Getting to Yes with Senior Administrators
A conversation with Rebecca Jones (managing partner, Dysart and Jones) and Frank Cervone (Vice Chancellor for Information Services and CIO, Purdue University Calumet) about what will influence administrators to okay your ideas and projects.
Assumptions are your boss:
- Isn’t crazy
- Isn’t completely clueless about technology
- Isn’t a trained monkey
In most cases, people are in decision-making roles because they are competent. Frank says the majority of his time is spent on issues that are university-wide issues and not specific to the library or IT.
You need to give a clear vision of what you want to do and how you are going to get there. Therefore, you need to understand your boss and his/her issues. Make your initiative align with larger goals and priorities of the organizations.
Decision-makers are individuals: each with their own priorities, communication preferences and assumptions. Figure out who are the decision-makers, what type of relationship you have with them, their priorities, and their preferred communication styles.
You also need to understand how you express yourself. You need to understand how other people perceive you. Body language is as important (if not more) as verbal communication.
“Listening is not waiting to talk.” Listening is a critical skill to use and is an active task (not to mention an art).

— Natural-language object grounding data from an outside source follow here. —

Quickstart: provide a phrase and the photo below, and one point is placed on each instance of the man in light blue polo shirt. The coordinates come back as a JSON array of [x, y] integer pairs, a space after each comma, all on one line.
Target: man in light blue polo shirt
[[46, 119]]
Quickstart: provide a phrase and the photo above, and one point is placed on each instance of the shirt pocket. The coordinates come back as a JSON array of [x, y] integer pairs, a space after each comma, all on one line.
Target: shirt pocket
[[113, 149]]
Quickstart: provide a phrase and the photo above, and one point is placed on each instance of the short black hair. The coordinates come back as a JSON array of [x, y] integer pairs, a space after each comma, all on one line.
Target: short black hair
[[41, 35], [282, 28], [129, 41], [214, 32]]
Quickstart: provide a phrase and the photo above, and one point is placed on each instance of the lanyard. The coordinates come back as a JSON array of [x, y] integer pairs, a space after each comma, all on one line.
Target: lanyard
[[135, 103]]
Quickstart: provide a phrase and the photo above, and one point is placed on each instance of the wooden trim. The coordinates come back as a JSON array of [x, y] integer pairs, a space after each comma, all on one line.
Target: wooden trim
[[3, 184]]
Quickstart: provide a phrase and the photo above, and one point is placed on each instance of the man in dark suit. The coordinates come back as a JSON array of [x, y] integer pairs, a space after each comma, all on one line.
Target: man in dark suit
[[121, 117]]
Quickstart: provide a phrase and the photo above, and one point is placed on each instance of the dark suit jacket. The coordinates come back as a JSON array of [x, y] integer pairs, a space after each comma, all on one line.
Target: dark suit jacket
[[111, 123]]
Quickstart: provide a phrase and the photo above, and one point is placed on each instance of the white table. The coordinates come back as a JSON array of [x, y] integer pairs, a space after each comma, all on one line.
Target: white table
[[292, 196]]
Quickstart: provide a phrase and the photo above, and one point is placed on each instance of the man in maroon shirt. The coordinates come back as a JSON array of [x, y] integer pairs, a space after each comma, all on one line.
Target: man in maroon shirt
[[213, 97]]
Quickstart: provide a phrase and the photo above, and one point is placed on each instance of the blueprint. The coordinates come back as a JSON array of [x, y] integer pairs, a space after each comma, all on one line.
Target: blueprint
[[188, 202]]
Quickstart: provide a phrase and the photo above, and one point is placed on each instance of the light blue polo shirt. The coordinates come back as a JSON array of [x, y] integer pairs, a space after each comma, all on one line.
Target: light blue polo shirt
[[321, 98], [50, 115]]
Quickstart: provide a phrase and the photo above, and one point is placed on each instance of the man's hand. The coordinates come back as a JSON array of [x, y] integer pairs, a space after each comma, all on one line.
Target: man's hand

“You cannot antagonize and influence at the same time” J.S. Knox
Some things to avoid:
- Surprises are always a bad thing: never blindside anyone
- Hiding and hoarding information will not make you anyone’s friend: this doesn’t get you power, it breeds hostility, stress, and distrust
- Cowardly lions aren’t very useful: if you don’t speak up in the meeting, don’t whine after
- Don’t be a yes person: bring up the issues in a constructive way
- No one wants to be around an erupting volcano: need to know how much detail to give; know your audience (also, don’t be angry all the time)
What to do:
- Stick to objective facts: opinion undermines the whole argument, but if asked for your opinion, give it in a constructive, fact-based manner
- Be clear: know what your objective is and what you want out of the interaction
- Be proactive: this helps with communication issues
- Present solutions, not problems: never go into a meeting with a problem you don’t have at least one solution to fix
- Give options: give multiple options to fix a problem and the preferred option
- Don’t destroy your credibility: trust is super-important
- Follow through: make sure you do what you say you will do
- Respect people’s time: end meetings on time; make sure everyone understands why they are there and what needs to be accomplished; don’t waste people’s time; make sure people are prepared for the meeting
- Make others look good: this will help you get to yes on what you want to get done
- Admit to your mistakes: get it out in the open and deal with it
If you get told no, ask what is in the way of getting to yes. Ask how you can get them to yes.
This talk was basically Communication 101 with some good tips about what to avoid and what to do when you want to get approval for projects and initiatives.